One man, dressed as a guard, held two torches. He set them in sconces in the wall. The other—a jailer—carried a sack. She saw him reach into it, pull out a dry hunk of bread. He chucked it between the bars of one doorway.
“Eat,” he said. His was a thickset man, the sort who seemed to have been made from parts twice the size as the ones used to build Quirk. Fat fingers and thick lips, with a curiously aquiline nose in the middle of his broad, blunt face.
The jailer then turned to her, and as he approached, he seemed to sink down to a deeper level of revulsion. Without taking his eyes off her, he reached into his sack, pulled out a crust of bread, and threw it between the bars of her cell door. It landed on the floor six feet in front of her barrel, skidding through dirt, rank water, and rat shit.
“Eat,” he said in the same gruff growl.
Quirk just stared at the filthy crust of bread from the confines of her barrel.
The
jailer turned to his companion and barked a short laugh. The guard grinned, but it was a nervous look.
“She can’t hurt anyone, you pussy.” The sneering jailer dropped his sack on the floor and fiddled with a ring of keys on his belt. While he set about the lock to Quirk’s door, the guard drew his sword. His eyes were slowly going wider and wider.
Quirk tried to smile at him. “It’s okay—” she started.
“Shut the fuck up,” snapped the jailer. “You start casting any spells and I’ll hold your head under that water until you stop kicking. Then I’ll piss in it.”
After a moment’s consideration, Quirk kept her mouth shut. She did not think this man would be open to reasoned debate.
“There you go,” said the jailer. He turned to the guard, who was still clutching his sword. “I’ve got a way with women, I do.”
He opened the door to the cell, and the pair stepped in. The jailer, bent, picked up her scrap of bread from the ground. He reached out to give it to her, then hesitated. Then he bent again and, with one finger, collected the dirt between two of the prison’s flagstones. He smeared the black filth over the surface of Quirk’s bread. “Talking shit about our lord Diffinax,” he said. “As if some cunt-eater like you had any right to have his name even in your mouth.” He spat into Quirk’s barrel. Then he held the bread out to her. “Eat,” he said.

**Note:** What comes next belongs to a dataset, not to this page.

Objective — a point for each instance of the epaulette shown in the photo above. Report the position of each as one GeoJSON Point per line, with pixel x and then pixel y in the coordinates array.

She shook her head. She didn’t know how long she’d been down here, how long she’d been unconscious, but her stomach was crying out for food. And yet the sight of that filthy bread … No.

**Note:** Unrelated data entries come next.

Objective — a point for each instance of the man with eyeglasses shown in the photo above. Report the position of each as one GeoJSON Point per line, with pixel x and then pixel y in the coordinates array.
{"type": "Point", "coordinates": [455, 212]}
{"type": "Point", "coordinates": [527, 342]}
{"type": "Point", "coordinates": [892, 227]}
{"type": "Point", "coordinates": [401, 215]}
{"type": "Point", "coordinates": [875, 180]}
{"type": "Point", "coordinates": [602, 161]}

“Eat it, or I will force it down your throat.” The guard spoke quite slowly and deliberately.
Trying not to show any of the disgust she felt, Quirk opened her mouth.
“Bite my fingers,” the guard told her, “and I’ll break every bone that still leaves you alive.”

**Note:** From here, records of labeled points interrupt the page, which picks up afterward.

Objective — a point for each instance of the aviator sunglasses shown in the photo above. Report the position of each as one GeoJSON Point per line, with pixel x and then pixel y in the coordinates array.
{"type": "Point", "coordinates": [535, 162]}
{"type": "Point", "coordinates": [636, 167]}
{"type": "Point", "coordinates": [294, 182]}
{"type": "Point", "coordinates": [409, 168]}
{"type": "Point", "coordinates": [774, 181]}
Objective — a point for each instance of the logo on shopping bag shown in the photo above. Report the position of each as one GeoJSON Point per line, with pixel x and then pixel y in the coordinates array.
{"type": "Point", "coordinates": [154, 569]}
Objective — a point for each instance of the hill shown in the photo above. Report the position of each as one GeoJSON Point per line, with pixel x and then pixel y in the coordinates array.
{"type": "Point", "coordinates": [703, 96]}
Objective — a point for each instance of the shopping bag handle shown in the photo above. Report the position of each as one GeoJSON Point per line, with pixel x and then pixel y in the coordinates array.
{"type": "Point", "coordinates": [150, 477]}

He crammed bread into her mouth. His companion watched with sick fascination. She waited to chew until his hand was away. Her stomach roiled.
The jailer gave her a mirthless smile. “Good girl,” he said, and patted her head. He turned to his companion. “You can train them good,” he said, “if you know how to talk to them.”
Gods, she would like to see him burn. She closed her eyes. No, she told herself. No you would not. Not even him. You must not. You are not that person.
The jailer tossed the remaining scrap of bread into the barrel with her. It began to sink. “Eat up,” he said, smiling, as he turned his back.
“Quirk!” A voice hissed through the dungeon. “Quirk, that’s you, isn’t it?”
The jailer and his friend were gone. Quirk felt nauseous and stupid. She lolled against the edge of her barrel.
And then she recognized the voice. And how … Was this some sort of divine torture? Had she gone about trying to defend the gods all wrong, and this was their petty revenge?
“Quirk, please!”
Afrit. It was Afrit’s voice in the darkness. Afrit her constant shadow at the university. Maybe Quirk was losing her mind.
But she had seen the jailer toss bread into that other cell …
“Afrit?” she whispered back, incredulous.
“Oh thank the gods.” The relief in Afrit’s voice was palpable. “Oh Knole, thank you. Thank you.” Relief edged toward hysteria.
“What are you doing here?” Quirk whispered. Was she still spying for Ferra? Did they think giving her a friend in this hellhole would trick her into confessing some great secret?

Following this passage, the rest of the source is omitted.